M. Sachs enjoint le Canada à se doter d’un plan solide qui permettrait à tous les Canadiens de comprendre l’impact de la réduction des émissions de GES sur leur quotidien. Le Cadre pancanadien sur la croissance propre et les changements climatiques qui préconise l’imposition d’une taxe sur le carbone ne constitue pas un réel plan de décarbonisation, selon lui.

«Ce n’est pas un plan, a-t-il dit spontanément. Je veux pouvoir regarder une carte où je pourrais voir où seraient les nouvelles lignes de transport en 2040, d’où proviendrait la nouvelle énergie hydroélectrique, la nouvelle énergie éolienne, quel genre de commerce interprovincial (il y aurait dans ce secteur), quel genre d’exportations du Canada aux États-Unis d’énergies renouvelables et de services comme le stockage d’hydroélectricité (…). Le Canada a un grand rôle à jouer là-dedans.»

Sans plan concret, les contribuables risquent de voir toute taxe sur le carbone de façon négative, poursuit M. Sachs. Le gouvernement doit leur expliquer à quoi ressemblera leur vie dans un monde où les énergies fossiles ne seront plus reines. 

«Les gens pensent parfois que, premièrement, leur électricité va leur coûter plus cher, deuxièmement, que rien ne va changer à part la baisse de leur niveau de vie, et troisièmement, (ils se demandent): « est-ce que ça veut dire que je ne pourrai plus conduire, est-ce que ma maison sera trop froide, je ne pourrai plus prendre l’avion, il n’y aura plus d’électricité, qu’est-ce que ça veut dire? »», a-t-il imagé.
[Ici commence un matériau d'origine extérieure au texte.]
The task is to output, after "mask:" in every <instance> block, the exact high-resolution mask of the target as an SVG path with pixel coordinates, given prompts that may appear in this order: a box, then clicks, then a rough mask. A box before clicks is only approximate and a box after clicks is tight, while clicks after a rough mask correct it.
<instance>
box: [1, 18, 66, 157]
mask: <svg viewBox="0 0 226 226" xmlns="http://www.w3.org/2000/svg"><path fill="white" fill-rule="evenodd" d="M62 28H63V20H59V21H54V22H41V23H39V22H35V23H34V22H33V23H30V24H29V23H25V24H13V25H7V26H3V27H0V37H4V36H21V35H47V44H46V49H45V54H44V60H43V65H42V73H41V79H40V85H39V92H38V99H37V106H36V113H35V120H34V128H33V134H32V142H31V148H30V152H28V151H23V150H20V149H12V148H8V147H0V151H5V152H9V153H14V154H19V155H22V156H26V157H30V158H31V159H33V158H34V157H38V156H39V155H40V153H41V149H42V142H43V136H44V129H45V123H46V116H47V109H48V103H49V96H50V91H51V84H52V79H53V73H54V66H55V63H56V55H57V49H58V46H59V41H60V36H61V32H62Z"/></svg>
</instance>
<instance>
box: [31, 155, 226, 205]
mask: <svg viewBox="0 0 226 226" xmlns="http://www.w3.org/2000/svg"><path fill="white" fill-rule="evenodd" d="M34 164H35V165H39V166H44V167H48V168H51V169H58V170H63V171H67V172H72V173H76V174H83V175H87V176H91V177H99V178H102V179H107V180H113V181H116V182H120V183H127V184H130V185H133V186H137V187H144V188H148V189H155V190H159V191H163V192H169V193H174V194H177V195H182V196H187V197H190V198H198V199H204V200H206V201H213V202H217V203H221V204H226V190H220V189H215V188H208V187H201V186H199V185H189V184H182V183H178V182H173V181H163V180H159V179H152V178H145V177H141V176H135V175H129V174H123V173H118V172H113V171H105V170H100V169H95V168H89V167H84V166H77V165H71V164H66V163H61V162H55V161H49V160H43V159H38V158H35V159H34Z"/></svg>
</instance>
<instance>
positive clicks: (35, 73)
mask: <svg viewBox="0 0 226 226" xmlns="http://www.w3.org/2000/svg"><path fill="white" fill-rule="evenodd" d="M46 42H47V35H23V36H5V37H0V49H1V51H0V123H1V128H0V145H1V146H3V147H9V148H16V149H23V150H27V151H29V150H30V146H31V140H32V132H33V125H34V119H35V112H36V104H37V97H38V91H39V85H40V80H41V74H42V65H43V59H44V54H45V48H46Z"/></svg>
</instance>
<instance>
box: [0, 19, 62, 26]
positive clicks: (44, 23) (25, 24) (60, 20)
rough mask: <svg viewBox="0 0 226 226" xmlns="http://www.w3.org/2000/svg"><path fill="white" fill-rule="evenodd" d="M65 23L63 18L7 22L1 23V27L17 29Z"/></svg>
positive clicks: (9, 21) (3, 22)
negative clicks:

Au lieu de construire des oléoducs, le Canada devrait à son avis construire des lignes à haute tension pour pouvoir exporter de l’électricité produite à partir de sources d’énergie renouvelable. L’économiste a souligné le potentiel hydroélectrique dans le Nord du Québec qui pourrait permettre d’alimenter plusieurs provinces et plusieurs États américains sur la côte est.